Worship Services at Good Shepherd are...
on Sunday Mornings at 10:30 a.m.
It is a liturgy-based celebration service with prayer and praise, a scripture-based sermon, and the Lord's Supper. A children’s message is included. (A nursery is available.)
on Wednesday Evenings at 7:00 p.m. during the Advent and Lent seasons.
It is a shorter, simpler liturgy-based, usually thematic service with a scripture-based sermon. (Often dinner is served beforehand at 6:00 p.m.)
What is liturgy?
Every word of the liturgy reflects the true needs of the faithful and how God has met those needs. We are taught that we cannot speak until God has put the words into our mouth. Man may want to be the actor, but in the Divine Service God is the actor. The liturgy, our gentle teacher, helps to keep that message straight. What do we learn from speaking and singing the liturgy? The church learns promises and truths by remembering and rehearsing them again and again, but mainly we learn how to receive divine gifts. Worship is really pure reception.
"It is all about reception!" What can the faithful do without their faith? Nothing! Where did the faithful get their faith? In the gift of baptism. What does the gift of faith enable the faithful to do? Confess who God is and what He has done. Where is this confession done regularly? In the Divine Service. What does Divine Service mean? God's Service by which He showers gifts of grace upon the faithful. What are the gifts? Word and Sacrament-the two parts of the liturgy.
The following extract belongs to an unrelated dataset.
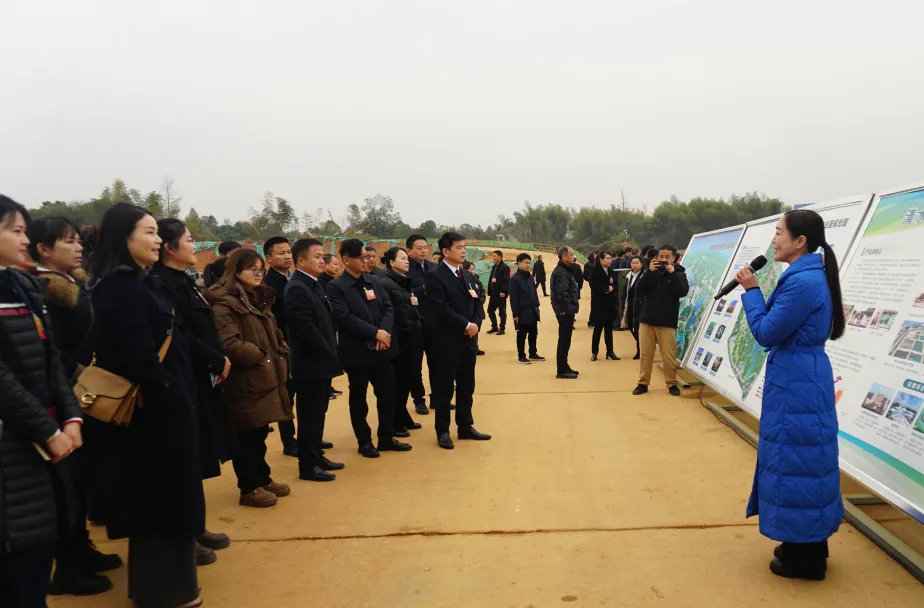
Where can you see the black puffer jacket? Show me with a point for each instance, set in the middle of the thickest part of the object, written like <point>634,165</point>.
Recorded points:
<point>35,399</point>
What is our part in this activity? The highest act of worship is simply to confess what by faith we believe-and then to receive the gifts.
Man by nature wants to help himself. That is one of the reasons liturgy is so important in the life of the saints. The liturgy will not allow man to help himself. The church learns its lessons slowly, usually through repetition. A child is never too young to begin the rhythm, the comforting rhythm, of week after week, year after year hearing and rehearsing the liturgy. It is a rhythm that is blessed and good for believers of all ages. The very prayers that need to be on their lips are put there by liturgy: Create in me a clean heart....Help, save, comfort, and defend us, gracious Lord....Grant us your peace. At the same time, the promises of God are remembered again and again: God, who is faithful and just, will forgive our sins....
"This is the true body of our Lord and Savior Jesus Christ, given into death for your sins. This is the true blood of our Lord and Savior Jesus Christ, shed for the forgiveness of your sins....He will come again with glory to judge both the living and the dead, whose kingdom will have no end."
It should not surprise us that these words-rehearsed for a lifetime-are teachers of the faith. It should not surprise us that these words are able to rouse the believer who is very ill. And it should not surprise us that these are the most memorized words on earth! Where else is memory taught from the cradle to grave by a stable, consistent rehearsing of the same words? Nowhere. From baptism to the last moments of this life, the liturgy is there with just the right words for the child of God to say yet again. The Rev. Richard C. Resch is Kantor at Concordia Theological Seminary and St., Paul's Lutheran Church, Fort Wayne, IN.
Worship and liturgy: Some definitions
By definition Christianity is salvation-centered. That is the clear biblical witness, that God in Christ came to save sinners - (1 Tim. 1:15). Certainly the Church's worship can be characterized in the same way. It, too, is salvation-centered as the people of God gather to hear the Word of life and to eat and drink the holy meal of Christ's body and blood (The Lord's Supper). Hence, worship could be described as a lively interchange between the God who saves, and sinners in need of salvation.
Without God's gracious intervention, however, we would be incapable either of receiving His good gifts or of uttering any praise of His goodness and mercy. Any definition of worship, therefore, must go beyond the one-sided perspective that defines it essentially as something we do, as an act of "reverence offered to God." Worship is, first and foremost, God coming to us with His gifts of forgiveness, life and salvation. Faith receives these gifts with thanksgiving and praises and extols the Giver for His merciful goodness.
When discussing liturgy, it is important to explain what liturgy is and what it is not. The liturgy, as it has been handed down over the centuries, is a living, breathing structure. It includes standard texts (e.g., the Kyrie, Creed, Sanctus, Agnus Dei, common responses, etc.) which are set within a framework that provides ample opportunity for variety (based on the theme of the day as provided in the lectionary.* Far from being a straightjacket, the liturgy provides constancy within the service even as it allows for creativity in the best sense of the word.
In the liturgy God's gifts are distributed to His people. Because God's Word and sacraments do not exist in a vacuum, the liturgy serves to provide a structure through which these gifts are delivered to the congregation. In general the texts focus attention on God's plan of salvation, on the person and work of Christ, and on the nature and blessings of the Lord's Supper.
Over the centuries, the Church has recognized the vital role its worship plays in the formation of faith in the lives of God's people. Through weekly repetition of basic, Gospel-centered texts from Holy Scripture, the people of God are schooled in the fundamental teachings of the Christian faith and the constant love that God gives freely. The liturgy and hymns serve as building blocks for a lifetime of receiving God's gifts through Word and Sacrament.